I spoke on an anti-racism panel at the University of British Columbia as
part of the ‘Not on Our Campus’ campaign. During this time, I shared an
apartment with a writer, who taught me about the history of Canada from a Cree
perspective. He told me one day about how he had called the police to his house
after he’d seen a stranger in the garden from the window and been concerned
about his family. He stood outside on the lawn waiting for them to arrive, and
when they did, an overzealous officer used a taser on him, even as he was
telling the officer that it was he who had called the police in the first
place. To add insult to injury, they took him away in a police car and put him
in jail.
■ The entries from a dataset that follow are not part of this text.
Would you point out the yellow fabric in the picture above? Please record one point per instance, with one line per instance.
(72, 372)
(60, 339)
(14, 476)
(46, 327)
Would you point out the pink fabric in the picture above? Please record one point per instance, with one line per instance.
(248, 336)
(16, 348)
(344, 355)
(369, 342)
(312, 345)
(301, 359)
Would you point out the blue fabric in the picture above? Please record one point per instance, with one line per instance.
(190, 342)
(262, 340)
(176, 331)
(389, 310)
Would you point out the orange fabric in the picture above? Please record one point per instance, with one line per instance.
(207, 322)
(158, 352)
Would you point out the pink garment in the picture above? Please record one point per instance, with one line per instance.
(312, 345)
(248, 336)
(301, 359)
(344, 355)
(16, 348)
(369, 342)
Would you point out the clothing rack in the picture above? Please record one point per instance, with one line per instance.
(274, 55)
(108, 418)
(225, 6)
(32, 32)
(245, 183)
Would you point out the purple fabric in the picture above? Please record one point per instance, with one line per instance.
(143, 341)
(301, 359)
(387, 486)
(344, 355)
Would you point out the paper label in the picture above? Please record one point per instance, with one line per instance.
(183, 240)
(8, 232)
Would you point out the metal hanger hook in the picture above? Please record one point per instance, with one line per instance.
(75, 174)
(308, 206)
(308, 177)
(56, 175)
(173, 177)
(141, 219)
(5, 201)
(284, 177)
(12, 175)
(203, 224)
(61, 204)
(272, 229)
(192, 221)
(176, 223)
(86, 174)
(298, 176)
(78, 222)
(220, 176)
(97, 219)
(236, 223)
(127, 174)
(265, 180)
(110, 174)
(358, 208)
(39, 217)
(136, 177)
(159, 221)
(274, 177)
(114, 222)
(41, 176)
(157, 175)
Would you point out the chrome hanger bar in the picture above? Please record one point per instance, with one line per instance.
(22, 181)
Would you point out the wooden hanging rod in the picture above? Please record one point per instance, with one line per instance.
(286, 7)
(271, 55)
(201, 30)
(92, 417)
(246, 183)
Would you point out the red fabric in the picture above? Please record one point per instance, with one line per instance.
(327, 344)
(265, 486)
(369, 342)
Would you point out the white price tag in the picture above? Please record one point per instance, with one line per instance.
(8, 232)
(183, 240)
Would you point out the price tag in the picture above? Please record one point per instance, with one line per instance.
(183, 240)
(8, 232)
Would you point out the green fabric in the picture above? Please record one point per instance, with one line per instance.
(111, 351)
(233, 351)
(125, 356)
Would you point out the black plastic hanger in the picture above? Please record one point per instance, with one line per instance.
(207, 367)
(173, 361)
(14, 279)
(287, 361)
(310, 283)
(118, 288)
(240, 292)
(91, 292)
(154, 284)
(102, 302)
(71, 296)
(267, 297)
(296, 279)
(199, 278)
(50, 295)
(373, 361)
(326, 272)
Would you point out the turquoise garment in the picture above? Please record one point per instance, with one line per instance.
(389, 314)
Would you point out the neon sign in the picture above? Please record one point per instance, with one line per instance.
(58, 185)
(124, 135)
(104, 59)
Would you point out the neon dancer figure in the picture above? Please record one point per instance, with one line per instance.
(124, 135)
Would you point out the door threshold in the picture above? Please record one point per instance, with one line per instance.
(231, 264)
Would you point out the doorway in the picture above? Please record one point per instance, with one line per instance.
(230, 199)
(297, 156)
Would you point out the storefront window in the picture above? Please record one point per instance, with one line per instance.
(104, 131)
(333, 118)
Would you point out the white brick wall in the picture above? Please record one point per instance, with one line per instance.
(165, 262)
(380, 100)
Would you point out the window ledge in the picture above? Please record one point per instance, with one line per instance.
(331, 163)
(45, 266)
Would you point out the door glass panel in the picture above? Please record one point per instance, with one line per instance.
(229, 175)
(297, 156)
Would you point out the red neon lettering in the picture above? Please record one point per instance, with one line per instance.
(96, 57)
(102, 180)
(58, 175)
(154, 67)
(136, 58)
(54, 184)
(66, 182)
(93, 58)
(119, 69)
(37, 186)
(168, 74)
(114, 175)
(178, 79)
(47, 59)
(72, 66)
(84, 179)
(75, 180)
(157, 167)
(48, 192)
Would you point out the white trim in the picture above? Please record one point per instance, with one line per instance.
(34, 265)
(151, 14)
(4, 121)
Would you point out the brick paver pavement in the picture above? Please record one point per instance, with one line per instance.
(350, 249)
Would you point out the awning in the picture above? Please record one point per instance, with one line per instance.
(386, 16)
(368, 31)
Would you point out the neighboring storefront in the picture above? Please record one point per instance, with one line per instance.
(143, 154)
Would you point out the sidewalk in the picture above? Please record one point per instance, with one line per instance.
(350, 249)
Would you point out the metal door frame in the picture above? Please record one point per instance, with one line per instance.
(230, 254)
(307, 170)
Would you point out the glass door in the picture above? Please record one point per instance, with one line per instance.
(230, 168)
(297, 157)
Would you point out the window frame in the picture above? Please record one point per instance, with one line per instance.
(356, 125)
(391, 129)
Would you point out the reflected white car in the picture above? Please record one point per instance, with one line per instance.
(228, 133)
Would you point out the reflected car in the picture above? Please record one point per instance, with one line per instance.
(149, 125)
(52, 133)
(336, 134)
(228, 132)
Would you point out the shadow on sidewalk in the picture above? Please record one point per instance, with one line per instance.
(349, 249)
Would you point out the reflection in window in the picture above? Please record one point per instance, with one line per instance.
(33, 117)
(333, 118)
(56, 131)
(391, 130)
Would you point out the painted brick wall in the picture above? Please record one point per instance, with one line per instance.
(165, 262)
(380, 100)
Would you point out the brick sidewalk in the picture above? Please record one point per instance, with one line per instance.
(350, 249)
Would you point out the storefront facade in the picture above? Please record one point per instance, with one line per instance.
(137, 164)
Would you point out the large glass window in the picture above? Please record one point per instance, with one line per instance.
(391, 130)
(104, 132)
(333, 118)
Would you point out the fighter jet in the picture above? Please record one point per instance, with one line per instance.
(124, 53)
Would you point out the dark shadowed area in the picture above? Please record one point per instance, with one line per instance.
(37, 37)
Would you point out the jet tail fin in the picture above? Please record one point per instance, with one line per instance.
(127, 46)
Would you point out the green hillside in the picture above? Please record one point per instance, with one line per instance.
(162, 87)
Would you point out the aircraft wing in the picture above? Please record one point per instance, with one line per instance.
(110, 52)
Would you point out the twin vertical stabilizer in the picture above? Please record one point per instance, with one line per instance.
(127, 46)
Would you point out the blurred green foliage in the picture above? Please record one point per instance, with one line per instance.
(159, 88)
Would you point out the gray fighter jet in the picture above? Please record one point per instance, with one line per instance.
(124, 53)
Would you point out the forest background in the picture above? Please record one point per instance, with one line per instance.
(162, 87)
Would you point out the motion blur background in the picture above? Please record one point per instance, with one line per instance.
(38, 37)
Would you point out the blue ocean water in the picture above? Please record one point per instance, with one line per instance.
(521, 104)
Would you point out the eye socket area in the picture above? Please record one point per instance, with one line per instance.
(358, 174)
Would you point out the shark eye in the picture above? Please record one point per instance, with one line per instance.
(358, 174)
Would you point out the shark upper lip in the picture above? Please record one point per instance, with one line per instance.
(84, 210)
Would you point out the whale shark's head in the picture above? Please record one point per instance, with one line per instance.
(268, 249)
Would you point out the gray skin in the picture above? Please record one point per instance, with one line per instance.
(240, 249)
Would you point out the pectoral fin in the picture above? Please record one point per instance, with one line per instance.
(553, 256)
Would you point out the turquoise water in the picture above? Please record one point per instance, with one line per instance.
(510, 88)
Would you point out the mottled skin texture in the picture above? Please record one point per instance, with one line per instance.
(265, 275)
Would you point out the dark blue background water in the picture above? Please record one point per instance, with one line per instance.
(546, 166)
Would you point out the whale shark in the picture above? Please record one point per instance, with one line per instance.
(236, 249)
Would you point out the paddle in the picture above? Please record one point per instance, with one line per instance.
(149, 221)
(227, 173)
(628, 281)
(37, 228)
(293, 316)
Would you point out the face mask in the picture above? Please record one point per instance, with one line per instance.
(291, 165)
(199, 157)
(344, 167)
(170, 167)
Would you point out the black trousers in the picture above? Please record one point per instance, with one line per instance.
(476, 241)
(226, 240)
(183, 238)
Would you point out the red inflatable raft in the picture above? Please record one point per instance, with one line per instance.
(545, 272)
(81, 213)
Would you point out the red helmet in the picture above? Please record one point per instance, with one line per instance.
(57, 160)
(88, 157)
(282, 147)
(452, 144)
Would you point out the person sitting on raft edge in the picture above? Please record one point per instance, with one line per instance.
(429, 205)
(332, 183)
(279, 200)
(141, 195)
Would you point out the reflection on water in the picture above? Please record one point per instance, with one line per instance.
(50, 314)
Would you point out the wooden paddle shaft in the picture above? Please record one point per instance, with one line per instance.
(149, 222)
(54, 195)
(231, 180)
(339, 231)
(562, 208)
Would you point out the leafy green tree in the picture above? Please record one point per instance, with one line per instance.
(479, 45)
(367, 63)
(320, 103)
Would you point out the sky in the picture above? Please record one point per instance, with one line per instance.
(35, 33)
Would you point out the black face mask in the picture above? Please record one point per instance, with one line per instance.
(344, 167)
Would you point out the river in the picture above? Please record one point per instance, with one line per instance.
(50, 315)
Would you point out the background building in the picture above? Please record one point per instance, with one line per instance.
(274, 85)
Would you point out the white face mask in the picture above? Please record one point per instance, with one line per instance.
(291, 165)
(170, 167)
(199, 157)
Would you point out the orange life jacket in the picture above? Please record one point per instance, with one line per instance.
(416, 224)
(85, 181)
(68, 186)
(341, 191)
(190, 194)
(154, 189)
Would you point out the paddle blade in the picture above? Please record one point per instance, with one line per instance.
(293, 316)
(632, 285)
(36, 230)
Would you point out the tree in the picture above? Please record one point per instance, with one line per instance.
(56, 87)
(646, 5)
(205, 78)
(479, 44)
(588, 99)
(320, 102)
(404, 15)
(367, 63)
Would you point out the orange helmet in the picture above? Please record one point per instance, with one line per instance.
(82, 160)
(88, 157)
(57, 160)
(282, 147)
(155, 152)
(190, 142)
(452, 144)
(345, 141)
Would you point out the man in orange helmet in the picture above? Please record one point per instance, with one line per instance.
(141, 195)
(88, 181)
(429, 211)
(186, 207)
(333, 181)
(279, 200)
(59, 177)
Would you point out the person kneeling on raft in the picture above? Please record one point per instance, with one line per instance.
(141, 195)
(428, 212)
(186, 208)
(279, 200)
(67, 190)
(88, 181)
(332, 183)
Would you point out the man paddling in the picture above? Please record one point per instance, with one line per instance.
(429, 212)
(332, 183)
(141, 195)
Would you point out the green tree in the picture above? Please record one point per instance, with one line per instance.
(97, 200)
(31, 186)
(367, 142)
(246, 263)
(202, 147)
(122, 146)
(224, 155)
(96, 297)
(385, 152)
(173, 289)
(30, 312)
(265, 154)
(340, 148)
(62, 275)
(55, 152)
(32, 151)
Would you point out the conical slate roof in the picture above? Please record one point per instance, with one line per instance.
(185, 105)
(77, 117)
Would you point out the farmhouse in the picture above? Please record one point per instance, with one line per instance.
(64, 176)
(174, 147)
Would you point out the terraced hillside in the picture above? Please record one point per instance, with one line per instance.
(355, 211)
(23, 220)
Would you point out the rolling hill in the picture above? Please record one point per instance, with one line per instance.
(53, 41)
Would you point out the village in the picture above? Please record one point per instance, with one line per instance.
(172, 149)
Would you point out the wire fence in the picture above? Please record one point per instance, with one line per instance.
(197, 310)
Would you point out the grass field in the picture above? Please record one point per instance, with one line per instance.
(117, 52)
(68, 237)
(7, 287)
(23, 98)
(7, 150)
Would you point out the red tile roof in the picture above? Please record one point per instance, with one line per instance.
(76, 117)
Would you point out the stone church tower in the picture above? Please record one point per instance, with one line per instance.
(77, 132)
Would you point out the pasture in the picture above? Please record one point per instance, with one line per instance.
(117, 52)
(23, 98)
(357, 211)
He was later released, with no apology or any form of compensation. I
was incensed, and urged him to write about this to the local paper. He told me
that this kind of thing was so common it would not change anything. Unfortunately, Larry was right. This is a common
occurrence in Canada, where indigenous people, to this day, are systemically
discriminated against by police and the society they live in. Historically this
has occurred since the first settlers arrived in Canada and the foundation of
the Hudson Bay Company, the acquisition of land and resources, and the
residential schools that separated families from their children and re-educated
them. The list of horrors goes on until the present where they are ‘managed’ by
a system that deprives them of their humanity (click here to hear Sheila
Wolfleg talking about her residential school experience). To be fair, there are
many progressive Canadians who regularly campaign against this discrimination
and are trying to change society for the better. This gives me hope.
I recall an
interaction one day with the building manager of the condominium where I lived,
on Robson Street in Vancouver. He saw me pass by the café where he was sitting
reading a newspaper, and called out to me. I had always been polite with him,
and would chat whenever I saw him. As I sat down, he showed me the headlines in
the newspaper about Chinese immigrants who had stowed away on a boat to smuggle
themselves into Canada. He just went off for almost an hour about Chinese
people: how they are taking over and don’t speak English, about illegal
migration, and then the Indian Act. I had never seen him so animated about any
topic. He said a lot of racist things, telling me (while he was saying them)
that he was “not a racist, but…” I listened to him patiently, and when he had
finished, I told him, “Yes, I see what you mean. I wonder if this is how first
nation peoples must have felt when they were invaded by Europeans?” He just
stared back at me blankly for a minute and went back to reading his paper. I
got up and migrated away.
I got married
in 2012 and moved to Philadelphia a year later. My observation on racial
identity and culture from living in Philadelphia was like experiencing déjà vu.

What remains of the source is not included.